Wednesday, January 11, 2012

Visiting David Brooks



I try to do this very rarely, for obvious reasons, the most important of them being this:
When you want a truly vile opinion dressed up to sound innocuous, Brooks is your guy.

Last Friday his column was about Santorum and his values:
Santorum doesn’t yet see that once you start thinking about how to foster an economic system that would nurture our virtues, you wind up with an agenda far more drastic and transformational.
If you believe in the dignity of labor, it makes sense to support an infrastructure program that allows more people to practice the habits of industry. If you believe in personal responsibility, you have to force Americans to receive only as much government as they are willing to pay for. If you believe in the centrality of family, you have to have a government that both encourages marriage and also supplies wage subsidies to men to make them marriageable.
Bolds are mine. Does Brooks really propose to pay men extra for just being men?
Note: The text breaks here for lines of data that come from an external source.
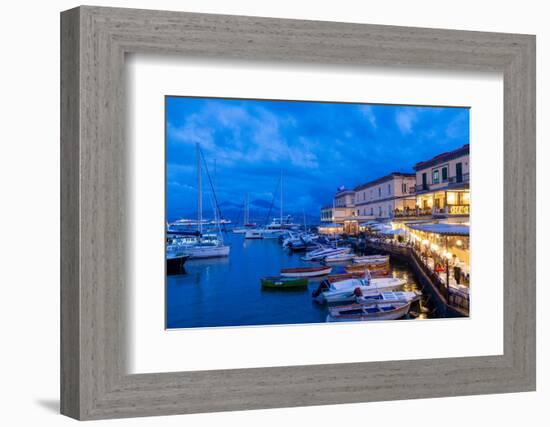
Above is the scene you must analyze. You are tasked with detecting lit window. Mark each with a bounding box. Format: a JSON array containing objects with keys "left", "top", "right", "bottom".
[{"left": 432, "top": 169, "right": 439, "bottom": 184}]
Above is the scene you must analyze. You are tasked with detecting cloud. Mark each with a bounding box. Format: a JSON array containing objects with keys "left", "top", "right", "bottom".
[
  {"left": 395, "top": 107, "right": 418, "bottom": 135},
  {"left": 359, "top": 105, "right": 378, "bottom": 129},
  {"left": 166, "top": 97, "right": 469, "bottom": 221}
]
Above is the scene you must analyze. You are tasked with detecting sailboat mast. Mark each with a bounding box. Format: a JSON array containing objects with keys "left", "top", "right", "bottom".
[
  {"left": 280, "top": 169, "right": 283, "bottom": 228},
  {"left": 196, "top": 142, "right": 202, "bottom": 235},
  {"left": 244, "top": 193, "right": 250, "bottom": 225}
]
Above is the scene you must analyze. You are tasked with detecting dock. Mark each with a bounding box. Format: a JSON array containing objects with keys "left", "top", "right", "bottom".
[{"left": 360, "top": 240, "right": 469, "bottom": 317}]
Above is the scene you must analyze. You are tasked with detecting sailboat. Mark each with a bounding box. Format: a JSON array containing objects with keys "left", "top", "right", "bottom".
[
  {"left": 262, "top": 171, "right": 296, "bottom": 239},
  {"left": 233, "top": 193, "right": 256, "bottom": 234},
  {"left": 174, "top": 143, "right": 230, "bottom": 258}
]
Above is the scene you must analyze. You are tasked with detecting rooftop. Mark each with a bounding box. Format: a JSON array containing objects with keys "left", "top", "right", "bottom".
[
  {"left": 354, "top": 172, "right": 416, "bottom": 191},
  {"left": 414, "top": 144, "right": 470, "bottom": 170},
  {"left": 408, "top": 223, "right": 470, "bottom": 236}
]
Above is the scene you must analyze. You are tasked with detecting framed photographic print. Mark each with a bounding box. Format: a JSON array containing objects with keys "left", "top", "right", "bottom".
[{"left": 61, "top": 7, "right": 535, "bottom": 419}]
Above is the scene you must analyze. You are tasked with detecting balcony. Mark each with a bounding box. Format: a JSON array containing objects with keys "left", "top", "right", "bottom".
[{"left": 415, "top": 173, "right": 470, "bottom": 193}]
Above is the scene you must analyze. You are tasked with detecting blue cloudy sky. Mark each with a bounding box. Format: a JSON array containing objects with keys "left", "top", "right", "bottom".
[{"left": 166, "top": 97, "right": 469, "bottom": 224}]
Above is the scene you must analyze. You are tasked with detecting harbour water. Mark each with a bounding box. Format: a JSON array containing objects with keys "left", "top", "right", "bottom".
[{"left": 166, "top": 233, "right": 431, "bottom": 329}]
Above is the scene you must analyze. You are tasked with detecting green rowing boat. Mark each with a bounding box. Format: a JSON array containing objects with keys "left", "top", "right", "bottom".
[{"left": 261, "top": 277, "right": 308, "bottom": 288}]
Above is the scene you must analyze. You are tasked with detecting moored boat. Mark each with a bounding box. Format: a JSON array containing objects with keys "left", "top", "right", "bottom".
[
  {"left": 244, "top": 229, "right": 264, "bottom": 239},
  {"left": 302, "top": 247, "right": 351, "bottom": 261},
  {"left": 166, "top": 251, "right": 190, "bottom": 276},
  {"left": 323, "top": 253, "right": 355, "bottom": 263},
  {"left": 353, "top": 255, "right": 390, "bottom": 264},
  {"left": 312, "top": 277, "right": 405, "bottom": 304},
  {"left": 260, "top": 277, "right": 308, "bottom": 289},
  {"left": 325, "top": 271, "right": 366, "bottom": 283},
  {"left": 327, "top": 301, "right": 411, "bottom": 322},
  {"left": 345, "top": 263, "right": 390, "bottom": 273},
  {"left": 281, "top": 265, "right": 332, "bottom": 277}
]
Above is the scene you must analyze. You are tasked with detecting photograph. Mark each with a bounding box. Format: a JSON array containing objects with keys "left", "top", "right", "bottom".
[{"left": 165, "top": 95, "right": 470, "bottom": 329}]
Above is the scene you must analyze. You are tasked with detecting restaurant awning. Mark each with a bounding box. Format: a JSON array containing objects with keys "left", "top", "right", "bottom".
[{"left": 409, "top": 224, "right": 470, "bottom": 236}]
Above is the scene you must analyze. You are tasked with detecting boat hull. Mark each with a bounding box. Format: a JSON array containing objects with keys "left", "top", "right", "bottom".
[
  {"left": 166, "top": 254, "right": 189, "bottom": 276},
  {"left": 281, "top": 267, "right": 332, "bottom": 277},
  {"left": 327, "top": 302, "right": 411, "bottom": 322},
  {"left": 317, "top": 279, "right": 405, "bottom": 304},
  {"left": 261, "top": 277, "right": 308, "bottom": 289},
  {"left": 185, "top": 245, "right": 230, "bottom": 259}
]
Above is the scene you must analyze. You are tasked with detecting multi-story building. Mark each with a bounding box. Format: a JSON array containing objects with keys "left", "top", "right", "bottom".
[
  {"left": 321, "top": 172, "right": 416, "bottom": 234},
  {"left": 321, "top": 186, "right": 358, "bottom": 234},
  {"left": 355, "top": 172, "right": 416, "bottom": 219},
  {"left": 414, "top": 144, "right": 470, "bottom": 218}
]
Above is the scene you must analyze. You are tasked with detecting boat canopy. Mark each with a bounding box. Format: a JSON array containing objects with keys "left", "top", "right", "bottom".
[{"left": 409, "top": 224, "right": 470, "bottom": 236}]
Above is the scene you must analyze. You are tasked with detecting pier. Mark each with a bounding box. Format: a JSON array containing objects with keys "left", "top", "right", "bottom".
[{"left": 357, "top": 239, "right": 469, "bottom": 317}]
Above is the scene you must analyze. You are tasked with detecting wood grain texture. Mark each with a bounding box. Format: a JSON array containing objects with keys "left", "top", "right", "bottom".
[{"left": 61, "top": 7, "right": 536, "bottom": 419}]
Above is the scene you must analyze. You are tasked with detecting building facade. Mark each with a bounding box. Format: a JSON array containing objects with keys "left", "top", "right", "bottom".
[
  {"left": 414, "top": 144, "right": 470, "bottom": 218},
  {"left": 355, "top": 172, "right": 416, "bottom": 220}
]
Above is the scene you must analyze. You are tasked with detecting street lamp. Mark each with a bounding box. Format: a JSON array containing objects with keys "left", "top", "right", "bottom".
[{"left": 444, "top": 252, "right": 453, "bottom": 301}]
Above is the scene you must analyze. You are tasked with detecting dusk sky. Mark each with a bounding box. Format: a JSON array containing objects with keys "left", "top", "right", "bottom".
[{"left": 166, "top": 97, "right": 470, "bottom": 221}]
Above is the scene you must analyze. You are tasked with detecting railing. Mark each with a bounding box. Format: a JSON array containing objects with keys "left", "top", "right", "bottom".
[
  {"left": 449, "top": 173, "right": 470, "bottom": 184},
  {"left": 369, "top": 239, "right": 470, "bottom": 316}
]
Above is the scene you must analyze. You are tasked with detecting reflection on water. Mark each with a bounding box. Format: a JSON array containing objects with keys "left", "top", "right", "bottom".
[{"left": 166, "top": 233, "right": 438, "bottom": 328}]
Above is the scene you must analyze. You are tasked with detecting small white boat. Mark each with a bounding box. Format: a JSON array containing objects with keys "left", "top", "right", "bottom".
[
  {"left": 327, "top": 301, "right": 411, "bottom": 322},
  {"left": 261, "top": 229, "right": 285, "bottom": 239},
  {"left": 281, "top": 265, "right": 332, "bottom": 277},
  {"left": 324, "top": 253, "right": 355, "bottom": 263},
  {"left": 302, "top": 247, "right": 351, "bottom": 261},
  {"left": 353, "top": 255, "right": 390, "bottom": 264},
  {"left": 244, "top": 229, "right": 264, "bottom": 239},
  {"left": 355, "top": 291, "right": 422, "bottom": 305},
  {"left": 185, "top": 243, "right": 230, "bottom": 259},
  {"left": 316, "top": 277, "right": 406, "bottom": 304}
]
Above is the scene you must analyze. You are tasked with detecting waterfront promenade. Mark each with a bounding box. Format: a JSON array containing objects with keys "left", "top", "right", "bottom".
[{"left": 360, "top": 238, "right": 469, "bottom": 317}]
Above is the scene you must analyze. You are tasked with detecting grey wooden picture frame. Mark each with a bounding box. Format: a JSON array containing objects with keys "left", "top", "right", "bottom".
[{"left": 61, "top": 6, "right": 536, "bottom": 420}]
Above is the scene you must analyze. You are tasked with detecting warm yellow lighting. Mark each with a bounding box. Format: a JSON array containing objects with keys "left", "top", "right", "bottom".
[{"left": 447, "top": 191, "right": 456, "bottom": 205}]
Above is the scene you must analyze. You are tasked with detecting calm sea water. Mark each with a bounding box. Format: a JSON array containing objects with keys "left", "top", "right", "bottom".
[{"left": 166, "top": 233, "right": 429, "bottom": 328}]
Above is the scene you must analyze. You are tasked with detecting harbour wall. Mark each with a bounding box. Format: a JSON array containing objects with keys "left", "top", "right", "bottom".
[{"left": 358, "top": 241, "right": 469, "bottom": 317}]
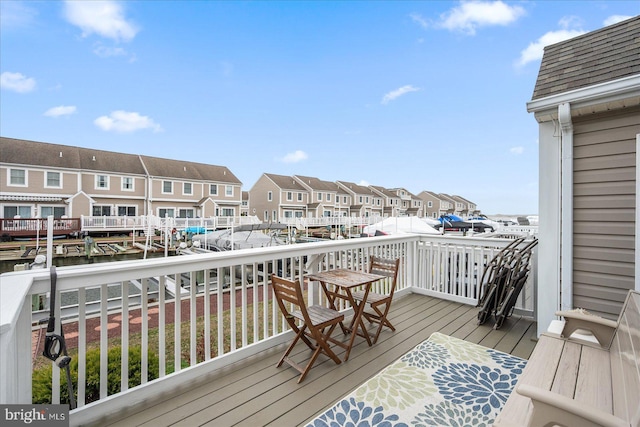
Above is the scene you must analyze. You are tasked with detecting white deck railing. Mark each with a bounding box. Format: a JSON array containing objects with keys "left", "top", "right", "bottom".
[
  {"left": 80, "top": 215, "right": 261, "bottom": 232},
  {"left": 0, "top": 235, "right": 536, "bottom": 424}
]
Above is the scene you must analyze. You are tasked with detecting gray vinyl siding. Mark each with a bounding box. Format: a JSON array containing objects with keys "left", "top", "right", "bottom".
[{"left": 573, "top": 107, "right": 640, "bottom": 319}]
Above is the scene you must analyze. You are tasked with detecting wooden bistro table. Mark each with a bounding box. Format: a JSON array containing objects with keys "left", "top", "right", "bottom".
[{"left": 305, "top": 268, "right": 385, "bottom": 362}]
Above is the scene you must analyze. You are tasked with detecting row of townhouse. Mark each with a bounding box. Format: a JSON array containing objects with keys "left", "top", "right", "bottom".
[
  {"left": 0, "top": 137, "right": 476, "bottom": 222},
  {"left": 0, "top": 137, "right": 242, "bottom": 222},
  {"left": 246, "top": 173, "right": 479, "bottom": 222}
]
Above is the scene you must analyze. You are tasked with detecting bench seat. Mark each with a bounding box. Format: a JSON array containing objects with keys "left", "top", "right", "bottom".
[{"left": 494, "top": 291, "right": 640, "bottom": 427}]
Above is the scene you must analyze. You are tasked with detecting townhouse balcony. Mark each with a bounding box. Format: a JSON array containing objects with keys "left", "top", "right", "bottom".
[{"left": 0, "top": 235, "right": 537, "bottom": 426}]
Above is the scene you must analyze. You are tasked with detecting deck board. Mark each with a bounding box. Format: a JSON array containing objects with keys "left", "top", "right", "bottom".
[{"left": 101, "top": 294, "right": 536, "bottom": 427}]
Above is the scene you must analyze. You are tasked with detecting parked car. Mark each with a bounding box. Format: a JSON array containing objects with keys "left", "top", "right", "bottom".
[{"left": 434, "top": 214, "right": 494, "bottom": 233}]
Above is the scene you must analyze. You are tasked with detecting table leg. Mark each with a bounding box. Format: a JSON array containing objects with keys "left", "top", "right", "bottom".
[
  {"left": 320, "top": 282, "right": 349, "bottom": 335},
  {"left": 344, "top": 283, "right": 372, "bottom": 362}
]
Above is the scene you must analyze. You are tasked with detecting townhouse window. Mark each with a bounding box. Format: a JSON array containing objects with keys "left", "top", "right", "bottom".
[
  {"left": 3, "top": 205, "right": 31, "bottom": 218},
  {"left": 9, "top": 169, "right": 27, "bottom": 186},
  {"left": 40, "top": 206, "right": 67, "bottom": 219},
  {"left": 91, "top": 205, "right": 111, "bottom": 216},
  {"left": 178, "top": 209, "right": 195, "bottom": 218},
  {"left": 122, "top": 176, "right": 133, "bottom": 191},
  {"left": 44, "top": 172, "right": 62, "bottom": 188},
  {"left": 158, "top": 208, "right": 176, "bottom": 218},
  {"left": 118, "top": 206, "right": 136, "bottom": 216},
  {"left": 96, "top": 175, "right": 109, "bottom": 190}
]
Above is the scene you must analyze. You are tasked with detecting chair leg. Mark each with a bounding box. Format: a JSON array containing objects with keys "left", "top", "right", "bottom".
[{"left": 276, "top": 325, "right": 309, "bottom": 368}]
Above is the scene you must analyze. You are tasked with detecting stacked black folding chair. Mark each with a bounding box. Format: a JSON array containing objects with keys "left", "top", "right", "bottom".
[{"left": 476, "top": 237, "right": 538, "bottom": 329}]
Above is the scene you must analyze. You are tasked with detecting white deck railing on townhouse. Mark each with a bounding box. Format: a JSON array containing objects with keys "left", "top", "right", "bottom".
[
  {"left": 80, "top": 215, "right": 261, "bottom": 236},
  {"left": 0, "top": 235, "right": 536, "bottom": 424}
]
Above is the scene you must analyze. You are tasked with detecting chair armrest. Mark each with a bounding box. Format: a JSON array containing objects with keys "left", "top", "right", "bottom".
[
  {"left": 516, "top": 384, "right": 631, "bottom": 427},
  {"left": 556, "top": 310, "right": 618, "bottom": 348}
]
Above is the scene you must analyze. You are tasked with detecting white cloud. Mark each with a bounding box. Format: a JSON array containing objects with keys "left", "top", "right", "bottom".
[
  {"left": 93, "top": 110, "right": 163, "bottom": 133},
  {"left": 517, "top": 30, "right": 586, "bottom": 66},
  {"left": 281, "top": 150, "right": 309, "bottom": 163},
  {"left": 93, "top": 45, "right": 127, "bottom": 58},
  {"left": 603, "top": 15, "right": 633, "bottom": 27},
  {"left": 437, "top": 0, "right": 526, "bottom": 35},
  {"left": 0, "top": 71, "right": 36, "bottom": 93},
  {"left": 381, "top": 85, "right": 420, "bottom": 104},
  {"left": 44, "top": 105, "right": 76, "bottom": 117},
  {"left": 409, "top": 13, "right": 429, "bottom": 28},
  {"left": 64, "top": 0, "right": 138, "bottom": 41}
]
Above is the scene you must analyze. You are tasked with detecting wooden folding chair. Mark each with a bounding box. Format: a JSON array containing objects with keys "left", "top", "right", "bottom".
[
  {"left": 353, "top": 255, "right": 400, "bottom": 344},
  {"left": 271, "top": 274, "right": 344, "bottom": 383}
]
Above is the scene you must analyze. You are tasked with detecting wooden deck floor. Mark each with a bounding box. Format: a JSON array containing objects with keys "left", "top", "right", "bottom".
[{"left": 102, "top": 294, "right": 536, "bottom": 427}]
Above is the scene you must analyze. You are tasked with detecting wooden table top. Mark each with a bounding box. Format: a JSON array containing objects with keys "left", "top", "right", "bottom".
[{"left": 305, "top": 268, "right": 385, "bottom": 288}]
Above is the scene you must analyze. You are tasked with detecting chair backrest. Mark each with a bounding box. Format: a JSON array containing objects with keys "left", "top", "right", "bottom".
[
  {"left": 609, "top": 291, "right": 640, "bottom": 425},
  {"left": 271, "top": 274, "right": 310, "bottom": 323},
  {"left": 369, "top": 255, "right": 400, "bottom": 295}
]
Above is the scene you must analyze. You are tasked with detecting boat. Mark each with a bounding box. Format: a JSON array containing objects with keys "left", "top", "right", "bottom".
[
  {"left": 362, "top": 216, "right": 440, "bottom": 237},
  {"left": 435, "top": 214, "right": 494, "bottom": 233},
  {"left": 466, "top": 215, "right": 500, "bottom": 231},
  {"left": 191, "top": 223, "right": 289, "bottom": 252}
]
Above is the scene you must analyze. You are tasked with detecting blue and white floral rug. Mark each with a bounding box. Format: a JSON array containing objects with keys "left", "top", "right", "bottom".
[{"left": 308, "top": 332, "right": 527, "bottom": 427}]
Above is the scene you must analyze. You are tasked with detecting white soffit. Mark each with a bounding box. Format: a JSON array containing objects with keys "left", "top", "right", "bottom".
[{"left": 527, "top": 74, "right": 640, "bottom": 122}]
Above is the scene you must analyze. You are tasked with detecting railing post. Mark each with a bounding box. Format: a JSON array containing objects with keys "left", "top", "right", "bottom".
[{"left": 0, "top": 278, "right": 32, "bottom": 404}]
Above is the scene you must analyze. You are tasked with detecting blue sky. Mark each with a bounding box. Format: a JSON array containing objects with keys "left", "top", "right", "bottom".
[{"left": 0, "top": 0, "right": 640, "bottom": 214}]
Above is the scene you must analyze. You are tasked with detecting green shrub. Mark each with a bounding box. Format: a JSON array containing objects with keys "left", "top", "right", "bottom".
[{"left": 32, "top": 346, "right": 159, "bottom": 404}]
James Taranto thinks so. He doesn't think this would fly, for pretty obvious reasons, but he notes that other proposals could have the same effect albeit under disguise, and only for men with low earnings:
The problem is evident immediately. As the Supreme Court held in Mississippi University for Women v. Hogan (1982), sex discrimination by the government is unconstitutional absent an "exceedingly persuasive justification." It strains credulity to think that the goal of making men "marriageable" would meet this standard of scrutiny.
The way around this problem would be to structure the Brooks subsidy so that it predominately benefits men but is also available to women. In a 2009 piece for The American Prospect, a left-liberal magazine (hat tip: Ira Stoll), writer Dick Mendel proposed doubling the Earned Income Tax Credit for "low-wage workers without children [in their care], primarily noncustodial fathers and men without children."
It's an upside-down world, the one these guys inhabit. Why not propose an extra tax on all single women? That way they stay relatively poorer and will have to marry someone to survive. -- I'm not proposing that. Just pointing out that it's really the same thing these guys discuss above.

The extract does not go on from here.